Başbakan Erdoğan, “8 yıldır söylüyorum; böyle muhalefete can
kurban, inanın can kurban.
12 Haziran seçimlerine çok bildik, çok tanıdık bir rakiple, sürekli çark eden, umut simsarlığı yapan, hayal tüccarlığından medet uman bir
CHP ile giriyoruz” derken... CHP Genel Başkanı
Kemal Kılıçdaroğlu da siyasal iktidarı “
Deniz Feneri Davası” üzerinden eleştiriyordu:
“Bu düzen yolsuzlukları
kapatma düzenidir. Almanya’da Deniz Feneri Davası görüldü. Suçlular bulundu, daha önemli kişiler Türkiye’de dendi. Hatta biri Türkiye’de önemli bir kurumun üst yönetimindeydi. Ancak dokunulmadı.
Bu dava açılmazsa, bunun sorumlusu Ankara’daki başsavcıdır, bu dava açılmazsa bunun sebebi de hükümettir.”
***
Başbakan Erdoğan’ın “bu partinin adındaki ‘
halk’ ifadesine bakmayın, bu parti halksız bir CHP’dir. Bunlarda halk yok” sözünden hareketle, “muhalefetin halkı yok ise halkın muhalefeti neydi” sorusuna t
akıldım... O bağlamda, Pazartesi gecesi 239’uncusunu gerçekleştirdiğimiz Mehtap TV’deki “akıl
defteri” programına gelen onca
elektronik mesajdan rastgele ikisine geri döndüm:
“Sayın Altan, askeri yargının ‘askerlik hizmetlerinin gereklerine göre değil, hakim bağımsızlığı ve tarafsızlığına göre yapılandırılması’ hususu 12 Eylül’de referanduma sunuldu. Yüzde 58 oy ile bu değişiklik halk tarafından kabul edildi. Sorun şu ki; bugün 4
Nisan 2011 referandumun üzerinden 7 ay geçmesine rağmen
AK Parti bu anayasa değişikliğini anlamlı ve uygulanabilir hale getirecek uyum yasalarını hala çıkarmadı. Meclisin 3 çalışma günü kaldığı dikkate alınırsa çıkacak gibi de görülmüyor.
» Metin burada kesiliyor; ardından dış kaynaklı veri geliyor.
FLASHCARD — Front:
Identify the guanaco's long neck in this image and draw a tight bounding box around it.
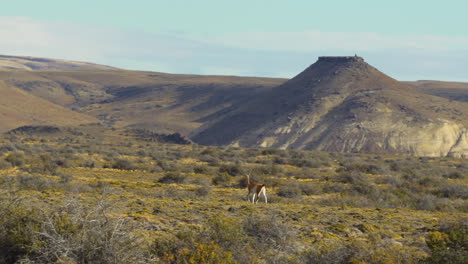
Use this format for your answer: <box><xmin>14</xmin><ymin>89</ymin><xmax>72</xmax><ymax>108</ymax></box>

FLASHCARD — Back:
<box><xmin>246</xmin><ymin>175</ymin><xmax>251</xmax><ymax>185</ymax></box>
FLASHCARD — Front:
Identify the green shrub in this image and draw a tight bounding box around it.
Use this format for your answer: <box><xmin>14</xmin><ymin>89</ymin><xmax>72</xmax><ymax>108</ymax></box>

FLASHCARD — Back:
<box><xmin>424</xmin><ymin>220</ymin><xmax>467</xmax><ymax>264</ymax></box>
<box><xmin>177</xmin><ymin>241</ymin><xmax>236</xmax><ymax>264</ymax></box>
<box><xmin>151</xmin><ymin>217</ymin><xmax>243</xmax><ymax>263</ymax></box>
<box><xmin>0</xmin><ymin>197</ymin><xmax>40</xmax><ymax>264</ymax></box>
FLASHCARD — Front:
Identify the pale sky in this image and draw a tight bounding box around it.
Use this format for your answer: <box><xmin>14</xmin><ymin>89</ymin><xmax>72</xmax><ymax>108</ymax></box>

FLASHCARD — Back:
<box><xmin>1</xmin><ymin>0</ymin><xmax>468</xmax><ymax>81</ymax></box>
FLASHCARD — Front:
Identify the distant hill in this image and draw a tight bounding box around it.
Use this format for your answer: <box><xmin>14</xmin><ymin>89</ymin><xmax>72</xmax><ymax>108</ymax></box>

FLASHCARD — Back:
<box><xmin>405</xmin><ymin>80</ymin><xmax>468</xmax><ymax>102</ymax></box>
<box><xmin>1</xmin><ymin>54</ymin><xmax>467</xmax><ymax>157</ymax></box>
<box><xmin>0</xmin><ymin>55</ymin><xmax>119</xmax><ymax>71</ymax></box>
<box><xmin>193</xmin><ymin>56</ymin><xmax>468</xmax><ymax>157</ymax></box>
<box><xmin>0</xmin><ymin>80</ymin><xmax>98</xmax><ymax>132</ymax></box>
<box><xmin>0</xmin><ymin>67</ymin><xmax>284</xmax><ymax>135</ymax></box>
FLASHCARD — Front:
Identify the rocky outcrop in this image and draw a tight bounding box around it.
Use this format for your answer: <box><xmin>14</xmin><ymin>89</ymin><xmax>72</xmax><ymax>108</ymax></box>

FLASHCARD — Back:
<box><xmin>448</xmin><ymin>128</ymin><xmax>468</xmax><ymax>158</ymax></box>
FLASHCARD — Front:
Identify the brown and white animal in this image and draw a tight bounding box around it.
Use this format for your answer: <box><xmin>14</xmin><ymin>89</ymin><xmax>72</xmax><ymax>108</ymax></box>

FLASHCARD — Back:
<box><xmin>246</xmin><ymin>174</ymin><xmax>267</xmax><ymax>204</ymax></box>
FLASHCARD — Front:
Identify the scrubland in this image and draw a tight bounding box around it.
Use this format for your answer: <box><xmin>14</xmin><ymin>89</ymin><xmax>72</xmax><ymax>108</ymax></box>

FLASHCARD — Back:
<box><xmin>0</xmin><ymin>129</ymin><xmax>466</xmax><ymax>263</ymax></box>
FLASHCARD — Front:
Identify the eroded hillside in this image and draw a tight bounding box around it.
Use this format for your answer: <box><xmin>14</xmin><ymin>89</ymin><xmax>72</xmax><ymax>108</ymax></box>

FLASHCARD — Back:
<box><xmin>1</xmin><ymin>55</ymin><xmax>467</xmax><ymax>157</ymax></box>
<box><xmin>0</xmin><ymin>70</ymin><xmax>283</xmax><ymax>134</ymax></box>
<box><xmin>193</xmin><ymin>57</ymin><xmax>468</xmax><ymax>157</ymax></box>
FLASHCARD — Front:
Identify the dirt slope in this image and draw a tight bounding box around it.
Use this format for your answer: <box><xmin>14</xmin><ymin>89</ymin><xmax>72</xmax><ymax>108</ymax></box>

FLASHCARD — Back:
<box><xmin>0</xmin><ymin>81</ymin><xmax>98</xmax><ymax>132</ymax></box>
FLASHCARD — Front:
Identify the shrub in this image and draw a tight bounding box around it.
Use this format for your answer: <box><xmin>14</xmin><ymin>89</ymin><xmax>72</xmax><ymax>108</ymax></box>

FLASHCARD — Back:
<box><xmin>0</xmin><ymin>197</ymin><xmax>148</xmax><ymax>264</ymax></box>
<box><xmin>17</xmin><ymin>174</ymin><xmax>54</xmax><ymax>191</ymax></box>
<box><xmin>0</xmin><ymin>159</ymin><xmax>12</xmax><ymax>169</ymax></box>
<box><xmin>340</xmin><ymin>162</ymin><xmax>385</xmax><ymax>175</ymax></box>
<box><xmin>59</xmin><ymin>173</ymin><xmax>73</xmax><ymax>184</ymax></box>
<box><xmin>323</xmin><ymin>183</ymin><xmax>348</xmax><ymax>193</ymax></box>
<box><xmin>336</xmin><ymin>171</ymin><xmax>367</xmax><ymax>184</ymax></box>
<box><xmin>206</xmin><ymin>216</ymin><xmax>248</xmax><ymax>250</ymax></box>
<box><xmin>5</xmin><ymin>152</ymin><xmax>25</xmax><ymax>167</ymax></box>
<box><xmin>112</xmin><ymin>158</ymin><xmax>136</xmax><ymax>170</ymax></box>
<box><xmin>36</xmin><ymin>202</ymin><xmax>146</xmax><ymax>263</ymax></box>
<box><xmin>158</xmin><ymin>172</ymin><xmax>187</xmax><ymax>184</ymax></box>
<box><xmin>277</xmin><ymin>182</ymin><xmax>302</xmax><ymax>198</ymax></box>
<box><xmin>299</xmin><ymin>182</ymin><xmax>323</xmax><ymax>195</ymax></box>
<box><xmin>303</xmin><ymin>245</ymin><xmax>353</xmax><ymax>264</ymax></box>
<box><xmin>382</xmin><ymin>174</ymin><xmax>404</xmax><ymax>188</ymax></box>
<box><xmin>435</xmin><ymin>184</ymin><xmax>468</xmax><ymax>199</ymax></box>
<box><xmin>290</xmin><ymin>158</ymin><xmax>323</xmax><ymax>168</ymax></box>
<box><xmin>151</xmin><ymin>217</ymin><xmax>243</xmax><ymax>263</ymax></box>
<box><xmin>243</xmin><ymin>214</ymin><xmax>296</xmax><ymax>253</ymax></box>
<box><xmin>350</xmin><ymin>181</ymin><xmax>379</xmax><ymax>196</ymax></box>
<box><xmin>416</xmin><ymin>195</ymin><xmax>450</xmax><ymax>211</ymax></box>
<box><xmin>424</xmin><ymin>220</ymin><xmax>467</xmax><ymax>264</ymax></box>
<box><xmin>151</xmin><ymin>235</ymin><xmax>236</xmax><ymax>264</ymax></box>
<box><xmin>212</xmin><ymin>173</ymin><xmax>231</xmax><ymax>186</ymax></box>
<box><xmin>177</xmin><ymin>241</ymin><xmax>236</xmax><ymax>264</ymax></box>
<box><xmin>443</xmin><ymin>171</ymin><xmax>465</xmax><ymax>179</ymax></box>
<box><xmin>193</xmin><ymin>165</ymin><xmax>208</xmax><ymax>174</ymax></box>
<box><xmin>261</xmin><ymin>148</ymin><xmax>282</xmax><ymax>155</ymax></box>
<box><xmin>194</xmin><ymin>185</ymin><xmax>211</xmax><ymax>197</ymax></box>
<box><xmin>218</xmin><ymin>164</ymin><xmax>243</xmax><ymax>176</ymax></box>
<box><xmin>236</xmin><ymin>175</ymin><xmax>248</xmax><ymax>188</ymax></box>
<box><xmin>0</xmin><ymin>197</ymin><xmax>40</xmax><ymax>264</ymax></box>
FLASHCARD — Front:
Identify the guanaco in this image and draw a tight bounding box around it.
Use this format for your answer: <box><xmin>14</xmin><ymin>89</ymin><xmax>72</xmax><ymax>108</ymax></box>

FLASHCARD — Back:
<box><xmin>246</xmin><ymin>174</ymin><xmax>267</xmax><ymax>204</ymax></box>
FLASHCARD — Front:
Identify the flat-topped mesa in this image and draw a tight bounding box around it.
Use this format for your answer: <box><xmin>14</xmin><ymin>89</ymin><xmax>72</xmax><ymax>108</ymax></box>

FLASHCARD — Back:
<box><xmin>318</xmin><ymin>56</ymin><xmax>364</xmax><ymax>63</ymax></box>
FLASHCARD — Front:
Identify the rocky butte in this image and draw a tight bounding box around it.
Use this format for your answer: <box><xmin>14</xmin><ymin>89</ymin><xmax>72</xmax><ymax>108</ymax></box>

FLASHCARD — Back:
<box><xmin>193</xmin><ymin>56</ymin><xmax>468</xmax><ymax>157</ymax></box>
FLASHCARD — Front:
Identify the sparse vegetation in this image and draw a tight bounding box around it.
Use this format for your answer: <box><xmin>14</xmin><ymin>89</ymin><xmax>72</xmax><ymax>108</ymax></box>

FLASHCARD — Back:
<box><xmin>0</xmin><ymin>127</ymin><xmax>466</xmax><ymax>263</ymax></box>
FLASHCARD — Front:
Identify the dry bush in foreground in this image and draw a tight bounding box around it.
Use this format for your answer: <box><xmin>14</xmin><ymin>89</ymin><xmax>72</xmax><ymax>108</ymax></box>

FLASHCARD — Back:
<box><xmin>0</xmin><ymin>195</ymin><xmax>149</xmax><ymax>264</ymax></box>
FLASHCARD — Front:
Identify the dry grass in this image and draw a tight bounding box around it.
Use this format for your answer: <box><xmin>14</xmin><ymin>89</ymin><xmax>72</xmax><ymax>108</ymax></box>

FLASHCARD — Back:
<box><xmin>0</xmin><ymin>129</ymin><xmax>466</xmax><ymax>263</ymax></box>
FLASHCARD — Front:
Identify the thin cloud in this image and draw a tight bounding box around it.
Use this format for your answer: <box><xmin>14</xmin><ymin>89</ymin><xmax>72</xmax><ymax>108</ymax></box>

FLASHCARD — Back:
<box><xmin>188</xmin><ymin>30</ymin><xmax>468</xmax><ymax>53</ymax></box>
<box><xmin>0</xmin><ymin>16</ymin><xmax>467</xmax><ymax>81</ymax></box>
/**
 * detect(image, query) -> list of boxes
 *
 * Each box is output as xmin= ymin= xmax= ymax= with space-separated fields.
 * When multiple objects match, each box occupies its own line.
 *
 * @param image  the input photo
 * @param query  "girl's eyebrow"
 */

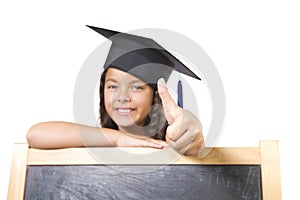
xmin=130 ymin=80 xmax=144 ymax=84
xmin=105 ymin=78 xmax=117 ymax=83
xmin=106 ymin=78 xmax=145 ymax=84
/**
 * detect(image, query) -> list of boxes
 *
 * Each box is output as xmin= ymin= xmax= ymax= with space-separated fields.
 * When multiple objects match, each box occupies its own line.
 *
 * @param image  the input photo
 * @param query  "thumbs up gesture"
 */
xmin=157 ymin=78 xmax=204 ymax=156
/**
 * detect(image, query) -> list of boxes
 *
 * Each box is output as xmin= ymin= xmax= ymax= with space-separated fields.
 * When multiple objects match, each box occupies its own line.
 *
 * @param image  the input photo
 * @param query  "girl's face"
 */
xmin=104 ymin=68 xmax=154 ymax=129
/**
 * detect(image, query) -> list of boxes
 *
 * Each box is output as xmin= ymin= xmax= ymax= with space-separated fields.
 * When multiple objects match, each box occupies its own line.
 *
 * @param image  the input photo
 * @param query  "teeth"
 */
xmin=117 ymin=108 xmax=131 ymax=113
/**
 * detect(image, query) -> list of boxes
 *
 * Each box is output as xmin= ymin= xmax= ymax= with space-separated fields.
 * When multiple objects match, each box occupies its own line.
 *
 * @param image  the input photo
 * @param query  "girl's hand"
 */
xmin=115 ymin=132 xmax=168 ymax=149
xmin=157 ymin=78 xmax=204 ymax=156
Askeri yargıda askerlik hizmetlerinin gerekleri hala geçerli. Referandumda
evet oyu veren bir vatandaş olarak bu uyum yasalarının niçin çıkarılmadığını anlamakta zorlanıyorum ve AK Parti’nin
hukukçu kurmaylarına sizin vasıtanızla bu konuyu soruyorum. 28
Şubat bin yıl sürmedi ama AK Parti’nin demokratikleşmesi yüz bin yıl sürecek gibi görülüyor. Saygılarımla-
Hasan Yılmaz.”
Adana’dan
Muhammet Bas da mevcut düzenin iç yüzünü sergileyen bir örneği naklediyordu:
“
Maliye bakanlığı TSK personelinin
maaşını kamuoyuna açıklamama kararı aldı. Ben de bilgi edinme yasasından teğmenden
Genelkurmay Başkanı’na kadar aldıkları maaşı sordum. Gelen cevabi yazıda muhatabın
Milli Savunma Bakanlığı olduğunu söylediler. Sonra aynı dilekçeyi Milli
Savunma Bakanlığı’na gönderdim.
Milli Savunma Bakanlığı da konunun muhatabının
Genelkurmay Başkanlığı olduğunu ve dilekçemin oraya yönlendirildiğini belirten bir
mail gönderdi. Sonra Genelkurmay bana ilgili dilekçede istenen bilgilerin kişilerin ÖZEL hayatını ilgilendirdiğini, dolayısıyla bu konuda
cevap veremeyeceklerini ifade eden bir
mektup gönderdi. Kısacası TSK personelinin aldığı maaş kişilerin özel hayatını ilgilendirdiği için cevap vermediler...”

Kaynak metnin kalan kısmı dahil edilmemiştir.